As Carolyn Carter, president-CEO of Grey Group Europe, Middle East and Africa, put it, "We are making significant investments in talent development, especially in creative, because agencies need not only the expertise to create but the confidence and credibility to lead clients in choosing better work.

"The maturing of marketing communications is required as Russia evolves beyond the polarization of superconsumers and nonconsumers to more-sophisticated consumers, more-democratized brands and more-dispersed geography," Ms. Carter told the Worldwide Advertising Forum. Right now, there's not much brand action beyond Russia's big cities of Moscow and St. Petersburg.

But because advertising in Russia is a relatively new phenomenon, and most consumers regard it with the same disbelief they did communism, there is much more discussion about its social and ethical implications.

I find that very refreshing, and I submit we should emulate the Russians in this regard. There's too much advertising that borders on misleading and even unethical, and as my old boss Stan Cohen says, these excesses could lead to the coming of a new Ralph Nader.

Is the housing meltdown baked into our consumer society? John Kenneth Galbraith, in his other famous book, "The Affluent Society," wrote: "One danger in the way wants are now created lies in the related process of debt creation. Consumer demand thus comes to depend more and more on the ability and willingness of consumers to incur debt.

"An increase in consumer debt is all but implicit in the process by which wants are now synthesized. Advertising and emulation, the two independent sources of desire, work across the society. ...With those who lack the current means, it is a brief and obvious step from stimulating their desire by advertising to making it effective in the market with a loan.

"In a society where virtuosity in persuasion must keep pace with virtuosity in production, one is tempted to wonder whether the first can forever keep ahead of the second," Mr. Galbraith pondered.

While his discussion of this moral dilemma might seem almost quaint today, he nevertheless raises precisely the question we should at least be considering: Does keeping our "economic locomotive" (as the mayor of Moscow put it) hurtling down the tracks require consumers to acquire stuff -- including houses -- beyond their means? And shouldn't there be, somewhere in our society, a countervailing voice that preaches caution and even prudence?

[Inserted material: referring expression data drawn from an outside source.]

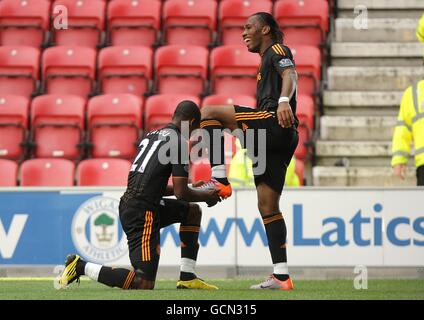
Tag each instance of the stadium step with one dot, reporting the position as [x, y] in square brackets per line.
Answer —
[366, 103]
[378, 30]
[357, 128]
[381, 8]
[377, 54]
[360, 176]
[372, 78]
[357, 153]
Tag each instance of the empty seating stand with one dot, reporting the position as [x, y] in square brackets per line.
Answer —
[229, 99]
[234, 69]
[85, 23]
[125, 69]
[303, 22]
[19, 67]
[133, 22]
[69, 70]
[114, 122]
[189, 22]
[58, 126]
[233, 15]
[47, 173]
[181, 69]
[308, 67]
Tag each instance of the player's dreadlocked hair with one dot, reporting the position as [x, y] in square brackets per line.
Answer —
[268, 20]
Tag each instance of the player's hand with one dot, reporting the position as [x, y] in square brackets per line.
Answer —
[214, 198]
[198, 183]
[399, 170]
[285, 115]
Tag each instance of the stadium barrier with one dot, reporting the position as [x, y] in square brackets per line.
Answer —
[333, 227]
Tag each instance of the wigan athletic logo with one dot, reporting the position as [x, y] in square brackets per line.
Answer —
[96, 232]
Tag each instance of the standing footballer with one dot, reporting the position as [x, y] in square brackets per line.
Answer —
[275, 113]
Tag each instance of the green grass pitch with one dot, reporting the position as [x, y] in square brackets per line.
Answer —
[43, 288]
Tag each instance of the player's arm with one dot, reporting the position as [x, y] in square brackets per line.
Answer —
[183, 192]
[285, 66]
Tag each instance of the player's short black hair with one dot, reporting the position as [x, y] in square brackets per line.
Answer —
[187, 110]
[268, 20]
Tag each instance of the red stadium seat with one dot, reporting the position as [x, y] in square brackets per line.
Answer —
[69, 70]
[85, 23]
[233, 15]
[58, 126]
[103, 172]
[200, 170]
[8, 173]
[125, 69]
[300, 169]
[114, 122]
[47, 173]
[160, 108]
[19, 68]
[303, 22]
[133, 23]
[181, 69]
[13, 125]
[308, 67]
[24, 22]
[234, 70]
[189, 22]
[229, 99]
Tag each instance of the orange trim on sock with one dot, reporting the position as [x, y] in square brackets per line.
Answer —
[145, 242]
[273, 218]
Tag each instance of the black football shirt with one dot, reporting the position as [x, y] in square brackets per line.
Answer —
[161, 153]
[274, 61]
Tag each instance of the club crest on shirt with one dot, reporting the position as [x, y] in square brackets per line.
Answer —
[284, 63]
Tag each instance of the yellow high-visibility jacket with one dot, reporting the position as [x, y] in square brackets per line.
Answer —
[241, 172]
[420, 29]
[410, 126]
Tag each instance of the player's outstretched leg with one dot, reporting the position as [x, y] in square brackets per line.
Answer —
[112, 277]
[276, 232]
[189, 235]
[214, 120]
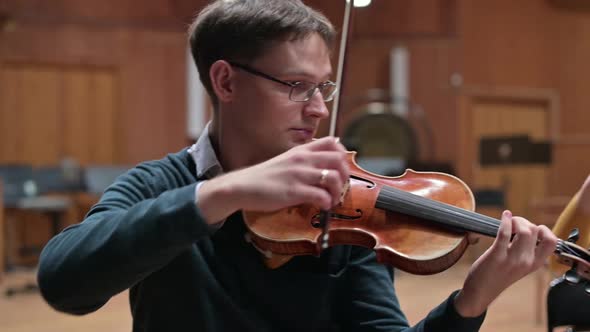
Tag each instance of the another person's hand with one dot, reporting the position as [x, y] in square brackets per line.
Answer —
[519, 249]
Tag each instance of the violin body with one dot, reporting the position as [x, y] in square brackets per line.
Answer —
[412, 244]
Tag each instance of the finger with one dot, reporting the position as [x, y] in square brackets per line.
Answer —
[327, 143]
[315, 196]
[326, 180]
[525, 240]
[335, 161]
[473, 238]
[505, 231]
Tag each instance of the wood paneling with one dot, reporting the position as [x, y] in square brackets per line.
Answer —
[58, 112]
[494, 113]
[535, 44]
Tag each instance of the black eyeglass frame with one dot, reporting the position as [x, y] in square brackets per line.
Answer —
[316, 86]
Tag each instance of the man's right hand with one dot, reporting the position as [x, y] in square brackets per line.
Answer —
[312, 173]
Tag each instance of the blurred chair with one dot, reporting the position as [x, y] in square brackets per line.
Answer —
[567, 305]
[97, 178]
[26, 195]
[544, 211]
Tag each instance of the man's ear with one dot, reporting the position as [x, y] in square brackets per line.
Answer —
[221, 74]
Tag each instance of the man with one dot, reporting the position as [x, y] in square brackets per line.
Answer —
[171, 230]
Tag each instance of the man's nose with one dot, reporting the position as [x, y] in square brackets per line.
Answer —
[316, 106]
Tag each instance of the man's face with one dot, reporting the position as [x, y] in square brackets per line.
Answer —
[264, 114]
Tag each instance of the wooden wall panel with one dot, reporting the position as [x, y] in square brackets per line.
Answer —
[61, 112]
[77, 125]
[103, 115]
[535, 44]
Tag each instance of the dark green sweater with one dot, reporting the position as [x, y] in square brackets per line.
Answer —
[146, 234]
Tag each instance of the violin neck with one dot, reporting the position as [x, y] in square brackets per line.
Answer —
[445, 215]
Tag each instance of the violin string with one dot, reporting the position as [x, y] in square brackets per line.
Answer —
[404, 202]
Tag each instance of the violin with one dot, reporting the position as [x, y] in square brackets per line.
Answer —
[417, 222]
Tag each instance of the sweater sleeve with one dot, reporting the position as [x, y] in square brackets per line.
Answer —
[144, 220]
[373, 304]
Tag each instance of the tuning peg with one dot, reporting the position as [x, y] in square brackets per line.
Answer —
[574, 235]
[572, 276]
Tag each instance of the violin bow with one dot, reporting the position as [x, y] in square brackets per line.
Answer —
[337, 103]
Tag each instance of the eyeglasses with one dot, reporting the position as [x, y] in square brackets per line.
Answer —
[300, 91]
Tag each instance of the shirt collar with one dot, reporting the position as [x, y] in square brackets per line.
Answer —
[207, 164]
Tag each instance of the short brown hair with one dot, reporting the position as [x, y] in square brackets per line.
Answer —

These questions don't even get debated anymore. And anyway, we shouldn't be so smug about the superiority of our advertising. In last week's Ad Age, I read that beer companies are cutting back on traditional ads for promotional and sponsorship activities; that market research contradicts itself; and that a headache remedy relies on annoying TV commercials reminiscent of the Rosser Reeves school of advertising.

Maybe Russia's got a long way to go before it reaches the "sophistication" of our market, but it's also smart to debate each step along the way.